While life insurers are befitting from the change in reserve requirements, leading to higher investment income, general insurers saw a fall off in earnings for the quarter ended March, according to data from the Financial Services Commission (FSC).
There are 10 general insurance companies in operation, overseeing assets of $72 billion.
The six life insurers hold assets of $292 billion. For them, a reduction in minimum capital ratios, means they have more resources available for investment.
In the March quarter, general insurers experienced a 49 per cent reduction in net income after tax to $400 million.

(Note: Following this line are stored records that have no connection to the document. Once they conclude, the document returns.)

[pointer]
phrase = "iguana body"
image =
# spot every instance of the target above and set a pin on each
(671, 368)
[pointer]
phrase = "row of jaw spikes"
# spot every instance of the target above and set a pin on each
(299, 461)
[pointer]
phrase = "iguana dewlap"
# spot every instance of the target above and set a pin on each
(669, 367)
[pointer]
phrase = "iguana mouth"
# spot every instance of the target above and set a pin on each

Life insurers net income rose to $5 billion, compared to $3.1 billion at March 2016.
Garth Rowe, chairman of the finance committee-general insurance, at the Insurance Association of Jamaica, confirmed the downswing in underwriting results for general insurers on Thursday.
"The general sector's under-writing income grew by seven per cent, while the underwriting expenses increased 10 per cent resulting in a $130 million deterioration in net underwriting results," Rowe told Gleaner Business.
"The sector's ability to deliver a positive return on equity continues to rely on the extent to which it can earn investment income," he said.
During the quarter, investment and other income grew by $110 million, partially offsetting the underwriting loss.
He said also that cost of claims continues to increase fuelled, primarily by motor business which recorded losses of $2.4 billion in the quarter, amid a significant 12 per cent in operating expenses.
The FSC data shows that up to March, general insurers' assets of $72 billion outpaced liabilities of nearly $46 million.
For the quarter, total revenue amounted to $5.3 billion, up six per cent relative to $5 of inflows recorded in the March 2016 quarter.
For the life sector, revenue grew 8 per cent to $19.5 billion. The FSC said the increase of $1.5 billion in total revenue for the life market was mainly driven by a 13.5 per cent increase in net premium earned.